Wednesday, April 01, 2009

12 Minutes

I don’t look like a runner. Short and with a slight pot belly, I look more like a sit com next door neighbor or the guy from purchasing than anything else. It is part of the reason that for the past year my friends have been setting me up with women older than I am as opposed to 10 years younger which my brother gets or seven years which is what my dad married. My friends mean well and describe the setups as “close to my age” in the same sort of way that the Titanic came “close” to missing the iceberg.

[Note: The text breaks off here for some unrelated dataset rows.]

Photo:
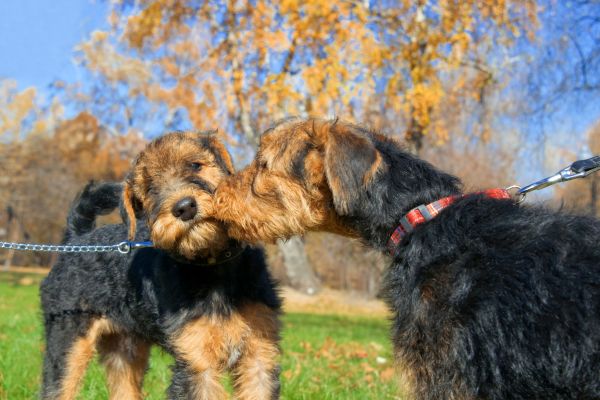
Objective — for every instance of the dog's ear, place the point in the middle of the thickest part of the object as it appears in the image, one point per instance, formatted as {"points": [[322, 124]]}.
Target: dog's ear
{"points": [[132, 208], [351, 164], [221, 154]]}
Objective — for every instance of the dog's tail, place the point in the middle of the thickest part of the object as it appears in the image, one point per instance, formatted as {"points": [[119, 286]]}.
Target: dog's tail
{"points": [[95, 199]]}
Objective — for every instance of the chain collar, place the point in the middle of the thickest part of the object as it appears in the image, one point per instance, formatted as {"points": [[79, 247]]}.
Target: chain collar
{"points": [[123, 247]]}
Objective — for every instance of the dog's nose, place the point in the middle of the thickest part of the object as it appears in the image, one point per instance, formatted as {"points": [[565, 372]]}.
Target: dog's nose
{"points": [[185, 209]]}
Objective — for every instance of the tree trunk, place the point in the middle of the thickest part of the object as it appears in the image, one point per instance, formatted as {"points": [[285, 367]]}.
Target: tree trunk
{"points": [[297, 267], [593, 195]]}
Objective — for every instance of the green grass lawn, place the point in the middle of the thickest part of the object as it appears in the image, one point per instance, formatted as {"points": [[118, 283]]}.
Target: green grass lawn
{"points": [[325, 357]]}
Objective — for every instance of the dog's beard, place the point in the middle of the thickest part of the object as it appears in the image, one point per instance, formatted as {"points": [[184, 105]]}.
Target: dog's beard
{"points": [[190, 240]]}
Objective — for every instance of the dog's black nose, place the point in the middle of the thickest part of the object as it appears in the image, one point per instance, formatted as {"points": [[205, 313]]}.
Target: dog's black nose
{"points": [[185, 209]]}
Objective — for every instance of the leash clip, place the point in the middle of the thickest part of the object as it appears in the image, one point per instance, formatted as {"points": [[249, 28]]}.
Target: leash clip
{"points": [[579, 169], [126, 247]]}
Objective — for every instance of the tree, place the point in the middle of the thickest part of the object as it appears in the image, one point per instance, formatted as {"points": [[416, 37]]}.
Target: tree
{"points": [[243, 64]]}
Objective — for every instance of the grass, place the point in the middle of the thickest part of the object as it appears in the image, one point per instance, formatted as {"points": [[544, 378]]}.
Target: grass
{"points": [[326, 357]]}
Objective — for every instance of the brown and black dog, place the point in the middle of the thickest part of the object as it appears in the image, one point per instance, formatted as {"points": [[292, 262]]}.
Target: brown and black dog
{"points": [[205, 298], [491, 300]]}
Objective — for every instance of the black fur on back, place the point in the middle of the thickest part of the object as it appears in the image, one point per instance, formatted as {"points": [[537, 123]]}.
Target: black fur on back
{"points": [[490, 300], [95, 199]]}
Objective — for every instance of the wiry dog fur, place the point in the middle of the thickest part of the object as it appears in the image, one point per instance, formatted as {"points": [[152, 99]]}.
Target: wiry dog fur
{"points": [[491, 300], [207, 300]]}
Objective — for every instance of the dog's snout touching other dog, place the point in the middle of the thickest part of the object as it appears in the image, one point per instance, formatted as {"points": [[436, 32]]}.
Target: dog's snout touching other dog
{"points": [[172, 186], [490, 300], [298, 181]]}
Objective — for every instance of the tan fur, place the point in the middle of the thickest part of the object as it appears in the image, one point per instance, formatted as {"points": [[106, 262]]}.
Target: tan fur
{"points": [[245, 342], [161, 177], [265, 201], [125, 361], [79, 356], [259, 360]]}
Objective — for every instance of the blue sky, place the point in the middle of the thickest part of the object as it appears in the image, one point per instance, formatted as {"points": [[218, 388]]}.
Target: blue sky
{"points": [[37, 38]]}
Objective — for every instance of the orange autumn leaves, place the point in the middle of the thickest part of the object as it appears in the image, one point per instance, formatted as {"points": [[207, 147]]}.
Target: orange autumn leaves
{"points": [[235, 61]]}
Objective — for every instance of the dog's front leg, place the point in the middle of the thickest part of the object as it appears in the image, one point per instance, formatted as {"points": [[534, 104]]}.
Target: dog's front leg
{"points": [[256, 372]]}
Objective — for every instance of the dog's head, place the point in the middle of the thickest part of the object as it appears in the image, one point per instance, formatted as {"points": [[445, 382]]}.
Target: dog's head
{"points": [[307, 175], [172, 186]]}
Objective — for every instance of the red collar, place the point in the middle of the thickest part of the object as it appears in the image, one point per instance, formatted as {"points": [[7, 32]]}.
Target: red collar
{"points": [[424, 213]]}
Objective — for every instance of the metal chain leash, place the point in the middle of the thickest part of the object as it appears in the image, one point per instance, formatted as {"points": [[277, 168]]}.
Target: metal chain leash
{"points": [[123, 247]]}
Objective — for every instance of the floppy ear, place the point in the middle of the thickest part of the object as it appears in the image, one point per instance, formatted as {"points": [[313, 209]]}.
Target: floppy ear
{"points": [[132, 208], [351, 164]]}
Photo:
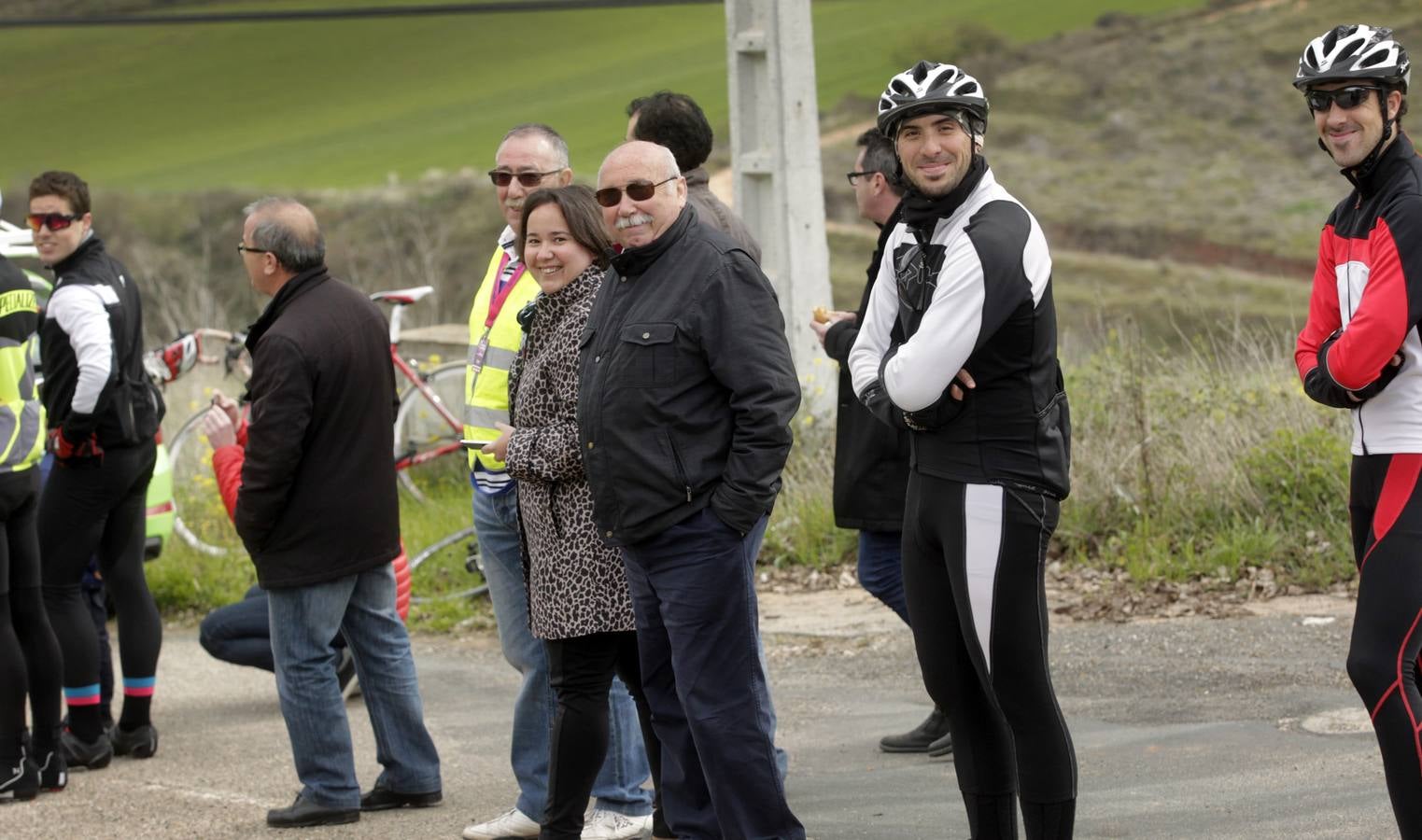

Over the weekend the guy at the store, Sports Authority, didn’t really believe me either. A little early for a friends birthday in Fremont, I went to the store to waste a few minutes and headed over to the treadmill department to check out the merchandize. After about twelve minutes a super skinny sales clerk came over and asked if I needed any help.

I mentioned that most of the machines only go up to 10 miles an hour and I was wondering if he had anything faster.

He looked at me with that disdain that is reserved for the rabbit in the Trix commercial or the that French have for Americans everywhere. “Silly, pudgy forty year old” I could see him think before saying, “you don’t really need more than 10 miles an hour.”

But I did.

I have been doing speed work practices the last two weeks and was feeling good about myself until my brother (the same one who just dumped a gorgeous Princeton doctor because at six years younger than him she was too old for him) mentioned that when he was on varsity soccer they had to break 12 minutes for a two mile time trial. I would have to shave about ten seconds to pull that off but needed a treadmill that does 10.1 miles an hour ~ 5:56 minute miles.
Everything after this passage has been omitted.